The rise of Strategy and ETF is reshaping Bitcoin market participation. Traditionally dominated by retail, miners, and early holders, with prices driven by sentiment and leverage, the current landscape sees corporate treasuries (represented by Strategy) and ETF products (like IBIT) channeling institutional capital—whether indirectly via stock markets or directly through ETFs—into Bitcoin. The combined assets managed exceed $150 billion, becoming a significant force in price formation.

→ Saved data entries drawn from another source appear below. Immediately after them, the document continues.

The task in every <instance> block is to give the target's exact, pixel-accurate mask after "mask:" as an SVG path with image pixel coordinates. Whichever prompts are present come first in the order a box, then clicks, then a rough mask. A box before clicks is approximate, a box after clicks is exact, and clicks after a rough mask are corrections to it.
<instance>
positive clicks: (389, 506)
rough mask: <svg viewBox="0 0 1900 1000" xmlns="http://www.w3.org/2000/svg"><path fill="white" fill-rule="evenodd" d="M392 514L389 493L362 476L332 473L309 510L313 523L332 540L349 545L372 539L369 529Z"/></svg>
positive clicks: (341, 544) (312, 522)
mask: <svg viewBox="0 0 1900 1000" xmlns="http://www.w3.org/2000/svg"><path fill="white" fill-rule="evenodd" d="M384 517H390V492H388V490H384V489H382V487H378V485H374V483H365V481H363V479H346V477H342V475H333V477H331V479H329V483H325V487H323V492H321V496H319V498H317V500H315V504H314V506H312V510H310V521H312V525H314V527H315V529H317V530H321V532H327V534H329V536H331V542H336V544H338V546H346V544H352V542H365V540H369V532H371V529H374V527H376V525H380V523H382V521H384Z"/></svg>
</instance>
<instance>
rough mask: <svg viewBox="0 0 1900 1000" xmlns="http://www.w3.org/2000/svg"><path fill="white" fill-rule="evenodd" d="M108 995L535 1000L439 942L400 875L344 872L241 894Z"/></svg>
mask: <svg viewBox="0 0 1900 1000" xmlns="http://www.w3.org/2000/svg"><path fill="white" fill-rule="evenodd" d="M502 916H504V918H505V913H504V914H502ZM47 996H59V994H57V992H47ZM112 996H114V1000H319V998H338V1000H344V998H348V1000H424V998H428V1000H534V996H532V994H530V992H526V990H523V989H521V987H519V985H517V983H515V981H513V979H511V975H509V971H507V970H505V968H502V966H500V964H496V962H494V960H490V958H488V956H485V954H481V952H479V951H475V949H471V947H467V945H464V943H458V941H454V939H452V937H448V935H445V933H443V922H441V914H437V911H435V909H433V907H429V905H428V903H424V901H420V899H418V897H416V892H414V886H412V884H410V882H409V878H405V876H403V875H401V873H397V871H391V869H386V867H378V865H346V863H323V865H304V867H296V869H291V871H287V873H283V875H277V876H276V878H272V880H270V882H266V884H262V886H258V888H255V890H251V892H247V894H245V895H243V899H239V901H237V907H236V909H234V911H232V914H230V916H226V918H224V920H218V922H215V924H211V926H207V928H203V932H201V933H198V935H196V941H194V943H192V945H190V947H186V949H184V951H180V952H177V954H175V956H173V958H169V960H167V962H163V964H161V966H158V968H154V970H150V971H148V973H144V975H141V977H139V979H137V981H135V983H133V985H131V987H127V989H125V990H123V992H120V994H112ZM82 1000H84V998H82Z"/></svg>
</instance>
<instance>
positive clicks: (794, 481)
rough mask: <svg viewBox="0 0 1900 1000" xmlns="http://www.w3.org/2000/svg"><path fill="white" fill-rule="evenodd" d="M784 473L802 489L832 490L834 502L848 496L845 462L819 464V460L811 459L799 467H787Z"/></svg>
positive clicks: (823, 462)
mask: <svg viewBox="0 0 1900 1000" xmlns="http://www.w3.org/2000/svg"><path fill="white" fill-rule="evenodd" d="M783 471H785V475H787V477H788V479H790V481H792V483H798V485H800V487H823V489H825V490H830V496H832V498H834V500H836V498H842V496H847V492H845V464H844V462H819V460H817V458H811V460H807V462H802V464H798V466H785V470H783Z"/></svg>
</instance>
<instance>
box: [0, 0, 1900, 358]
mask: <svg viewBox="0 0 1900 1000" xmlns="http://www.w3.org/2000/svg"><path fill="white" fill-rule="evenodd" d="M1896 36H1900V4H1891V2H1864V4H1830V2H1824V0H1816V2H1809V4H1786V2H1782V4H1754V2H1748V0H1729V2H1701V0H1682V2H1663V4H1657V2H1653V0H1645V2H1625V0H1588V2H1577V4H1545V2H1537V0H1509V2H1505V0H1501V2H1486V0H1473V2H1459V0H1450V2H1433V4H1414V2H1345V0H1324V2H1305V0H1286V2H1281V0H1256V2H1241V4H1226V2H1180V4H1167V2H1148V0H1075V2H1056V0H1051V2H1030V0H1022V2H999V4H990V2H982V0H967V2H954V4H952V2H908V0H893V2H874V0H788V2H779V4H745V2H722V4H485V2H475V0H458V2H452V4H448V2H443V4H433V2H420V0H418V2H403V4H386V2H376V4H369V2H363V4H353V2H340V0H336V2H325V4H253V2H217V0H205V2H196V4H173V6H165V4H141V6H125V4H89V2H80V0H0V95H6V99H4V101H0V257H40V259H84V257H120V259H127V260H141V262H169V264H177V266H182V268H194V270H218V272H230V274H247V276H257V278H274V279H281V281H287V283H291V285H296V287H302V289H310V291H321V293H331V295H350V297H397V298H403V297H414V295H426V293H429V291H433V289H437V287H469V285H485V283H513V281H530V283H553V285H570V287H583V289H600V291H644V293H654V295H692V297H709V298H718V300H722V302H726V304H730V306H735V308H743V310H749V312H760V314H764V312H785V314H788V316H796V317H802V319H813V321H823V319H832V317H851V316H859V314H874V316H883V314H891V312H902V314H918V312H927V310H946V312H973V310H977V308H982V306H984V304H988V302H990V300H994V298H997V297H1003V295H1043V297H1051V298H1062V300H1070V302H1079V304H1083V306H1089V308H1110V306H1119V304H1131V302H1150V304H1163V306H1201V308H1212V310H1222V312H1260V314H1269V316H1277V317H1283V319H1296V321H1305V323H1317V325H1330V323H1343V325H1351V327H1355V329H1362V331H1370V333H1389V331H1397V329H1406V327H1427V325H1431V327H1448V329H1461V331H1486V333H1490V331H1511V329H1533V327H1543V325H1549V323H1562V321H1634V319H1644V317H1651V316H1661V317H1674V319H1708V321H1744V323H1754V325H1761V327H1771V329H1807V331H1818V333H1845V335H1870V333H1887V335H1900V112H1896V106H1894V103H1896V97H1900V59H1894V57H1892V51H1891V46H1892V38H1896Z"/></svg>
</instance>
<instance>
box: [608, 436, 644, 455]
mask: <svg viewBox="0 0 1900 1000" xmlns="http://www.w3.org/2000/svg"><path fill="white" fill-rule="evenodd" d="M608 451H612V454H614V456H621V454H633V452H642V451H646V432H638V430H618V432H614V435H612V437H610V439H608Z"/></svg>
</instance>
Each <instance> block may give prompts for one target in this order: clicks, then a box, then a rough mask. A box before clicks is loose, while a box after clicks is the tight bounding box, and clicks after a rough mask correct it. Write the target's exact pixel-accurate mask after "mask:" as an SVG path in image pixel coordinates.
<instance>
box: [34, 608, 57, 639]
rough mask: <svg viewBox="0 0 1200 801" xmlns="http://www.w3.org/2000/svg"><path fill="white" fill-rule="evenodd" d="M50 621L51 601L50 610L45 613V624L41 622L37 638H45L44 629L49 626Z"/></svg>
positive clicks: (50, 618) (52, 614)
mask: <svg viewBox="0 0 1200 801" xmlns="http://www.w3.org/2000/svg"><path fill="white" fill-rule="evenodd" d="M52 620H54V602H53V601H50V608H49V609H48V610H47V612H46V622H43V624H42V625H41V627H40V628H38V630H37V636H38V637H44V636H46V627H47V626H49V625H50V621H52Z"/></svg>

At the same time, market vulnerabilities should be noted. ETF fund flows are not always unidirectional; macroeconomic deterioration could trigger phased outflows. Strategy’s financing cycle also depends on Bitcoin prices continuing upward to cover rising costs. Any disruption in either could trigger chain reactions in the market.

Conclusion

The competition between Strategy and BlackRock IBIT in Bitcoin holdings reflects a core question in Bitcoin assetization: between corporate treasuries and ETF pathways, who will be the main anchor in price formation?

Current data show that Strategy, with its 780,897 BTC holdings and ongoing accumulation, exerts structural scarcity pressure on the supply side, influencing long-term confidence and “locked-in” narratives. Meanwhile, IBIT, with a weekly net inflow of $906 million and a cumulative inflow exceeding $64.6 billion, provides a more liquid and real-time price transmission mechanism. These two are not zero-sum but operate at different levels and paces, jointly shaping Bitcoin’s price logic.

For market participants, understanding how these forces operate and interact is more important than simply judging “who is the real engine.” When Strategy’s buy announcements coincide with ETF fund inflows, it signals a deepening structural trend—Bitcoin is evolving from a retail-driven speculative asset into a globally recognized asset class priced by diversified institutional capital. The continuation of this trend will be further tested in the coming quarters.